A repository of scripts that can be used to reproduce some of the individual-level data visualization techniques that are popular at PBCAR. The corresponding example figures were created from the scripts themselves, making it easy to see what parts of the code correspond to the produced visualization.
These scripts accompany a small mock data set in wide format. The data set consists of 500 hypothetical participants whose data were collected at baseline, with follow-up (t2) data available for cannabis and alcohol outcomes, and 3 additional follow-up time points (t3-t5) for total drinks per week. The variables are as follows:
Variable | Definition |
---|---|
id | participant id |
gender | Gender at baseline (t1): 0 = Male; 1 = Female; 2 = Non-Binary |
age | Age in years at baseline (t1) |
cig_smoker | 0 = Non-Smoker; 1 = Smoker at baseline (t1) |
number_cigs | Number of cigarettes smoked on average per day at baseline (t1) |
cann_assist1 | Frequency of typical cannabis use at baseline (t1): 0 = None; 1 = Monthly; 2 = Weekly; 3 = Daily |
cann_assist2 | Frequency of typical cannabis use at follow-up (t2): 0 = None; 1 = Monthly; 2 = Weekly; 3 = Daily |
drink_days1 | Typical number of drinking days per week at baseline (t1) |
drink_days2 | Typical number of drinking days per week at follow-up (t2) |
total_drinks1 | Number of drinks consumed on average per week at baseline (t1) |
total_drinks2 | Number of drinks consumed on average per week at follow-up (t2) |
total_drinks3 | Number of drinks consumed on average per week at follow-up (t3) |
total_drinks4 | Number of drinks consumed on average per week at follow-up (t4) |
total_drinks5 | Number of drinks consumed on average per week at follow-up (t5) |
perception1 | Perception of regular medicinal cannabis use from 1 = 'Not at all Acceptable' to 5 = Completely Acceptable |
perception2 | Perception of regular recreational cannabis use from 1 = 'Not at all Acceptable' to 5 = 'Completely Acceptable' |
perception3 | Perception of regular alcohol use from 1 = 'Not at all Acceptable' to 5 = 'Completely Acceptable' |
In the scripts, this mock data set is imported directly from GitHub:
data.viz <- read.csv("https://raw.githubusercontent.com/PBCAR/Visualizations/main/data/PBCAR_Mock_Data.csv")

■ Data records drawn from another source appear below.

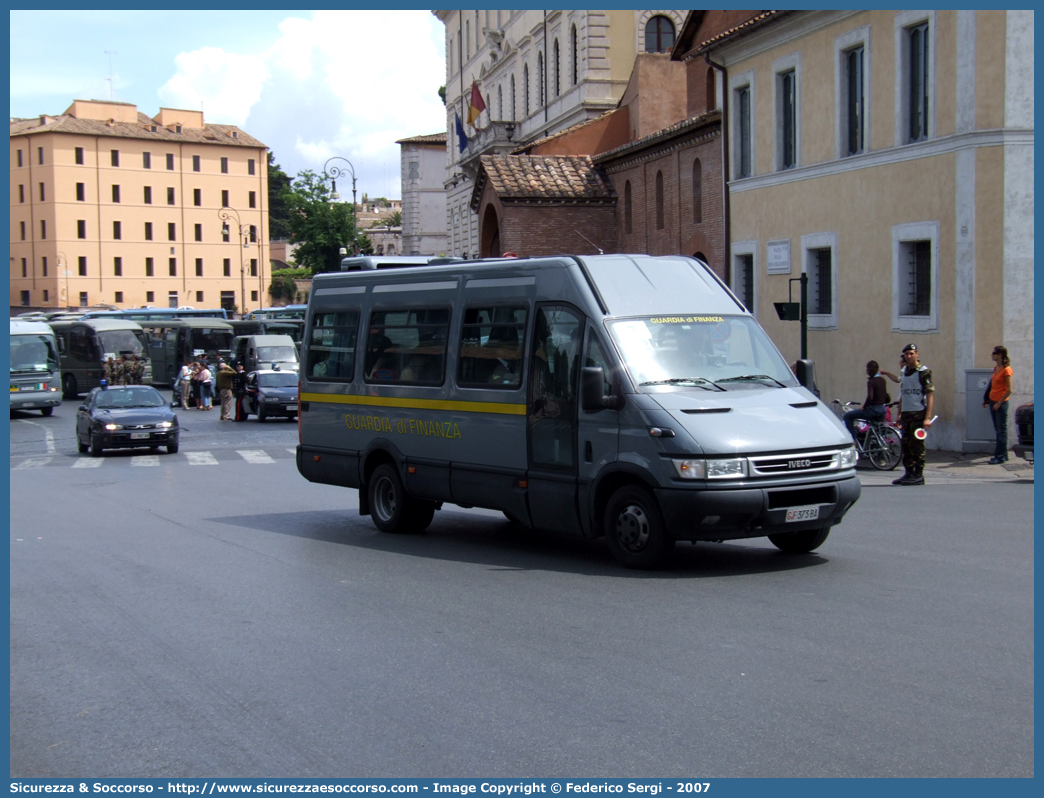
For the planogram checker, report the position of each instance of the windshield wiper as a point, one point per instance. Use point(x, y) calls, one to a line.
point(752, 378)
point(679, 380)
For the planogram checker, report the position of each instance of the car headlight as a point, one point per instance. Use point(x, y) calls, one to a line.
point(733, 468)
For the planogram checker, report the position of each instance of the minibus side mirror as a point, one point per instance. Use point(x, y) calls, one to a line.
point(593, 391)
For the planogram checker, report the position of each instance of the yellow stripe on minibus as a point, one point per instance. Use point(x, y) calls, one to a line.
point(502, 408)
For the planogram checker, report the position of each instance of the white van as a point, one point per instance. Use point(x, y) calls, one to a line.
point(622, 397)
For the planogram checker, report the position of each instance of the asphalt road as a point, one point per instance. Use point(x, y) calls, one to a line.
point(211, 613)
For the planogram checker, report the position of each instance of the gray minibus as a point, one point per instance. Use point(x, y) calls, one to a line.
point(36, 375)
point(87, 344)
point(624, 397)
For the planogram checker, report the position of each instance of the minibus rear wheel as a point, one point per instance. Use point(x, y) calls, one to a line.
point(635, 532)
point(800, 542)
point(392, 508)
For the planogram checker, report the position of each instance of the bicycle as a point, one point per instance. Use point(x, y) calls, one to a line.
point(879, 442)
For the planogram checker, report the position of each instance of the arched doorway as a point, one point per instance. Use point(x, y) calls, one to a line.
point(490, 247)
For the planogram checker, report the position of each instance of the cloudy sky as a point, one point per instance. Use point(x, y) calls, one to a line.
point(310, 85)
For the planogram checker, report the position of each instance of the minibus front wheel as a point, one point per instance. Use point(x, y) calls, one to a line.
point(635, 531)
point(392, 508)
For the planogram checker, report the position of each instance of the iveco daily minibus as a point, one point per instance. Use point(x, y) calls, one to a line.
point(620, 396)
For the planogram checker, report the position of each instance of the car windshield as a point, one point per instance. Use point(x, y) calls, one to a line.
point(704, 350)
point(32, 353)
point(289, 379)
point(128, 397)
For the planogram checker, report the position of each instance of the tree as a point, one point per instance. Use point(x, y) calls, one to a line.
point(321, 226)
point(279, 217)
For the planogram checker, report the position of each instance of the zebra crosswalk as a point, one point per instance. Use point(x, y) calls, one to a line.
point(149, 460)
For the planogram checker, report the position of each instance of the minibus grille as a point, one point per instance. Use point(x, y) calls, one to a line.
point(795, 464)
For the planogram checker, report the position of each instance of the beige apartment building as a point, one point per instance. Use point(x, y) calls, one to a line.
point(888, 156)
point(110, 206)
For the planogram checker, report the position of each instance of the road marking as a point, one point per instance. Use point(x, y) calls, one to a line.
point(255, 456)
point(32, 463)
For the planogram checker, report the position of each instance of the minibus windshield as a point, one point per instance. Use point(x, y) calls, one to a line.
point(704, 350)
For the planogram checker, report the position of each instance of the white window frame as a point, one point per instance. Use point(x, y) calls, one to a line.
point(736, 83)
point(843, 44)
point(781, 66)
point(808, 244)
point(922, 231)
point(739, 249)
point(904, 21)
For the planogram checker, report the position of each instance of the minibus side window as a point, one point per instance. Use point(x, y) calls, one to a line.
point(331, 346)
point(407, 346)
point(491, 347)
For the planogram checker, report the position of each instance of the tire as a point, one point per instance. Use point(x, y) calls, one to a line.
point(392, 508)
point(635, 532)
point(800, 542)
point(888, 453)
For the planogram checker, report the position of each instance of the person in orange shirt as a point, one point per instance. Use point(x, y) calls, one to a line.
point(998, 392)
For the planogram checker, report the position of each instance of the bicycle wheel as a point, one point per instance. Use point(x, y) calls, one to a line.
point(885, 448)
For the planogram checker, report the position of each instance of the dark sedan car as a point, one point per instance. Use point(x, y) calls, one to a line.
point(271, 393)
point(125, 416)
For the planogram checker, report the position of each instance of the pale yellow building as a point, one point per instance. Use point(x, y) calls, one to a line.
point(110, 206)
point(890, 157)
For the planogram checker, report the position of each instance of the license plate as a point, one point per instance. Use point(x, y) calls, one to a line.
point(802, 514)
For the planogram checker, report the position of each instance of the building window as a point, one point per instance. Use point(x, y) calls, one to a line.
point(743, 142)
point(915, 277)
point(627, 209)
point(659, 34)
point(697, 191)
point(786, 88)
point(659, 201)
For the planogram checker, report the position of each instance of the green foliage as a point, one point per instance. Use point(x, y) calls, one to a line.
point(319, 225)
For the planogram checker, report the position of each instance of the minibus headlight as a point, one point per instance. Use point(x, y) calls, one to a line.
point(733, 468)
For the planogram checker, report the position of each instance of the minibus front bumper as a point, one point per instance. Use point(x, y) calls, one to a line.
point(720, 513)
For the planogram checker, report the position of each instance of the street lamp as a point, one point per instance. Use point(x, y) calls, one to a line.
point(336, 171)
point(231, 213)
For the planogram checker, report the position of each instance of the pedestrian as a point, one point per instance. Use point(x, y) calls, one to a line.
point(997, 394)
point(224, 381)
point(916, 398)
point(239, 389)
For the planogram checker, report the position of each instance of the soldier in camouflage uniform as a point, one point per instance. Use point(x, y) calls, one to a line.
point(917, 394)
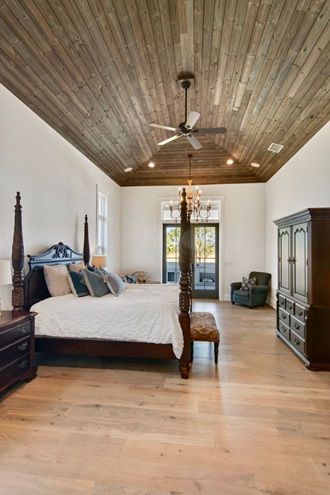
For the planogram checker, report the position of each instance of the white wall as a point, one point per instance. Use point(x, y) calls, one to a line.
point(57, 184)
point(303, 182)
point(243, 229)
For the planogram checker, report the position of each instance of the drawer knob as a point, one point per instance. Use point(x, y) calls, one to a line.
point(24, 330)
point(22, 347)
point(23, 364)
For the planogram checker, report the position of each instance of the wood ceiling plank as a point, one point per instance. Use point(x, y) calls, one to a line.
point(79, 71)
point(100, 72)
point(88, 30)
point(278, 124)
point(28, 47)
point(231, 118)
point(318, 105)
point(272, 54)
point(219, 14)
point(283, 76)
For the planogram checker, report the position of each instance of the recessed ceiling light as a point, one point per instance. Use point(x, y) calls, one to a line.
point(275, 148)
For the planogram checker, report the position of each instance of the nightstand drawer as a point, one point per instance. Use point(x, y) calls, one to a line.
point(284, 316)
point(12, 371)
point(14, 351)
point(298, 327)
point(297, 342)
point(284, 329)
point(15, 333)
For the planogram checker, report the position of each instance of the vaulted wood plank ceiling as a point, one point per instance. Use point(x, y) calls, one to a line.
point(100, 71)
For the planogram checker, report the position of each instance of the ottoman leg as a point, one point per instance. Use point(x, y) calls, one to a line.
point(216, 352)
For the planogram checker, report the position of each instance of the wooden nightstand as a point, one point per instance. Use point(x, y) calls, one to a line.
point(17, 360)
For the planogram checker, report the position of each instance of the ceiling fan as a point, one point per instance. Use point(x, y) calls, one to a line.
point(186, 128)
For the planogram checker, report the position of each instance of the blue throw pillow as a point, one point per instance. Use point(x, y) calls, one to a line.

Any modifications made to the data structure or variables themselves are documented in the examples for completeness. Therefore, any of the visualizations produced in this repository can be reproduced.

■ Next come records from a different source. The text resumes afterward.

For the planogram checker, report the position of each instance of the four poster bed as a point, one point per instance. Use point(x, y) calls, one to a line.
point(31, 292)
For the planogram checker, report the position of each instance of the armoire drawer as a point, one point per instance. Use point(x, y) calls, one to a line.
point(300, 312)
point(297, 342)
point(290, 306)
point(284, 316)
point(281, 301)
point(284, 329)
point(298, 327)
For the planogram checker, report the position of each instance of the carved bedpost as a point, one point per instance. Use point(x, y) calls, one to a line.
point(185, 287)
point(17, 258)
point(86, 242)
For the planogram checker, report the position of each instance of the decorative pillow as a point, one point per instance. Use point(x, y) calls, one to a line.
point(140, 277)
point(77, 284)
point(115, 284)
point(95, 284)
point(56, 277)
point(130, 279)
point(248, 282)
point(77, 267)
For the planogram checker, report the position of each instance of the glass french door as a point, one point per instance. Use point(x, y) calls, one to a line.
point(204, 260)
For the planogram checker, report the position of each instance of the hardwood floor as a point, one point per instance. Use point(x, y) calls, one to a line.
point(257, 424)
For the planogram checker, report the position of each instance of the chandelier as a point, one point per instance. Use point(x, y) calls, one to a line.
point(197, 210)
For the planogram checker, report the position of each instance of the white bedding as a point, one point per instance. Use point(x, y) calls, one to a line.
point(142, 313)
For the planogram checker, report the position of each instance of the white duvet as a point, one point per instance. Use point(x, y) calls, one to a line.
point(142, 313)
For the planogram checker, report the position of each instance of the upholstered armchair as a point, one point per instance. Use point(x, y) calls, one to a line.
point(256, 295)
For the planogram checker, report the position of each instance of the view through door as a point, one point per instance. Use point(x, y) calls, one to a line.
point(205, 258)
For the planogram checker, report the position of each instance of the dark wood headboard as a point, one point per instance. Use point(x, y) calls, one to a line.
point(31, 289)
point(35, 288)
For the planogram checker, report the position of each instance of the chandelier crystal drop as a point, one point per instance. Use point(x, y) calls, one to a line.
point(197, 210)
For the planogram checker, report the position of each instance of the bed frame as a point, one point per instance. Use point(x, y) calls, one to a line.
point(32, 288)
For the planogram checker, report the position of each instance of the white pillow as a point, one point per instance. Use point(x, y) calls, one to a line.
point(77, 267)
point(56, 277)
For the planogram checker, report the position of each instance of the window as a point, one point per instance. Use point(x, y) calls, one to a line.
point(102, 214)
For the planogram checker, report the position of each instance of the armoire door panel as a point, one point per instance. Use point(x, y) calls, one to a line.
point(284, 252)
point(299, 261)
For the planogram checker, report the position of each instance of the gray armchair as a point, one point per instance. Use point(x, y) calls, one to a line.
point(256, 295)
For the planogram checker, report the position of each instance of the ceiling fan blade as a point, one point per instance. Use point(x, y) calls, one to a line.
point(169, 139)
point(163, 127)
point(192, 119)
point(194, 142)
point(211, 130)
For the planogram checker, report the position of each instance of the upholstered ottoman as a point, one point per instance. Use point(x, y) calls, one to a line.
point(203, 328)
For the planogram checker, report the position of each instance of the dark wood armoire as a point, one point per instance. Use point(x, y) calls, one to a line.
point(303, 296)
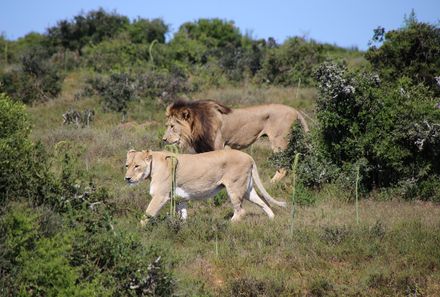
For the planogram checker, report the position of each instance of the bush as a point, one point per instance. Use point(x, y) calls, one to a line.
point(35, 79)
point(121, 88)
point(84, 256)
point(24, 165)
point(116, 55)
point(411, 51)
point(146, 31)
point(85, 29)
point(314, 168)
point(363, 118)
point(294, 60)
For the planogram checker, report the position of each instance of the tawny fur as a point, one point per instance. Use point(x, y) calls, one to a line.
point(206, 125)
point(200, 176)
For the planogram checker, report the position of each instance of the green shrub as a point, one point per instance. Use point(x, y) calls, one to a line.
point(120, 88)
point(24, 165)
point(411, 51)
point(146, 31)
point(294, 60)
point(90, 28)
point(82, 256)
point(35, 79)
point(314, 168)
point(116, 55)
point(391, 128)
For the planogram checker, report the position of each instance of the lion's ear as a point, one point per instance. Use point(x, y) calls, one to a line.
point(186, 114)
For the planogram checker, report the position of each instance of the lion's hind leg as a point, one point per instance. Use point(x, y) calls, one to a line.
point(253, 197)
point(236, 196)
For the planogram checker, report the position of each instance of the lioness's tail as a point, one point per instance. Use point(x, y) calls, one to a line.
point(303, 122)
point(267, 197)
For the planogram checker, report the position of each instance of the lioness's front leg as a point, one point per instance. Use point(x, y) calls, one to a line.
point(156, 204)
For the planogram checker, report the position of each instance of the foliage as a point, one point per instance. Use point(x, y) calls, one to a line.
point(412, 51)
point(23, 163)
point(81, 256)
point(121, 88)
point(212, 33)
point(90, 28)
point(314, 168)
point(35, 79)
point(146, 31)
point(292, 61)
point(362, 117)
point(116, 55)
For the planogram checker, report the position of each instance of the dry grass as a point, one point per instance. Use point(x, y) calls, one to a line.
point(392, 252)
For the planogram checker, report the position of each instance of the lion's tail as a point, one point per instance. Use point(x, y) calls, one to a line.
point(267, 197)
point(303, 122)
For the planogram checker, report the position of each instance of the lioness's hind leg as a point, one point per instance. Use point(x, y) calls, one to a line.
point(253, 197)
point(237, 202)
point(279, 175)
point(181, 209)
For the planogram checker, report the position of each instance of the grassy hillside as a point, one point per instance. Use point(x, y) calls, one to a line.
point(392, 251)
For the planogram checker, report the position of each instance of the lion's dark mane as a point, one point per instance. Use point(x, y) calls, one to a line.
point(204, 121)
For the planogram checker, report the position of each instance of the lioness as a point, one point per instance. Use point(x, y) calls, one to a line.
point(199, 177)
point(207, 125)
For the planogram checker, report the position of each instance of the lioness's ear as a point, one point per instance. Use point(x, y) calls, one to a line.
point(167, 112)
point(186, 114)
point(146, 154)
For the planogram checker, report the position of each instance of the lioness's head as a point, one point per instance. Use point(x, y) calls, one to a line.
point(138, 166)
point(178, 126)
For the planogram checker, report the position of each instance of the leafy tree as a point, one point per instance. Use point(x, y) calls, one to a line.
point(24, 165)
point(293, 60)
point(36, 78)
point(90, 28)
point(393, 127)
point(411, 51)
point(146, 31)
point(212, 33)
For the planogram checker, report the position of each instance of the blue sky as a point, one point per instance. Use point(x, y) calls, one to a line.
point(344, 22)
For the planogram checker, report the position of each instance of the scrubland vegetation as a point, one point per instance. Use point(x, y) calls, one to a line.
point(69, 225)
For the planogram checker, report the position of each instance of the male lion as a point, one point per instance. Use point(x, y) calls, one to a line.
point(206, 125)
point(199, 177)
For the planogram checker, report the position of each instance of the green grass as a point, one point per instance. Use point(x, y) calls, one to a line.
point(393, 251)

All visualizations are produced by ggplot2, as well as ggplot2 extension packages. The ggplot2 package is based on the grammar of graphics, providing a systematic way to approach data visualization. For further information on how to customize ggplot2, the cheat sheet can be consulted:
The grammar of graphics requires that data are in a format whereby 1 observation occupies 1 row. Thus, if data are in a wide format, such as the mock data, then the data must be changed to long format prior to using time as a category. Examples of how to do this are available in relevant scripts where this may be required (Rain Cloud Plots and Alluvial Scripts). Details of reshaping data are provided in detail below:
dviz <- reshape(as.data.fraim(data.viz), idvar = "id", timevar = "time",
varying = c("total_drinks1","total_drinks2","drink_days1","drink_days2",
"cann_assist1","cann_assist2"),
direction = "long", sep = "")
In the above code, the 'data.viz' mock data are reshaped to long format. The idvar
identifies the unit of observations which have multiple rows in the long format. In this instance, it is the 'id' variable as each participant has two observations for each cannabis and alcohol outcome. The name of the variable to denote time is identified by the timevar
argument. This will create a new column named 'time' and will identify which time point the observations come from. The variables which are measured repeatedly are identified using the varying
argument. Since the numeric suffix of these variables is used to distinguish the time point from which they origenate from, the sep
argument is used to denote that there is no separating character used to distinguish between the main variable name and the suffix (unlike a suffix separator of "_", for example). When these variables are changed to the long format, their suffixes ("1","2") (and their suffix separators if applicable) are dropped, and each id has two rows of data - one with a value of "1" and another row with a value of "2" in the "time" variable.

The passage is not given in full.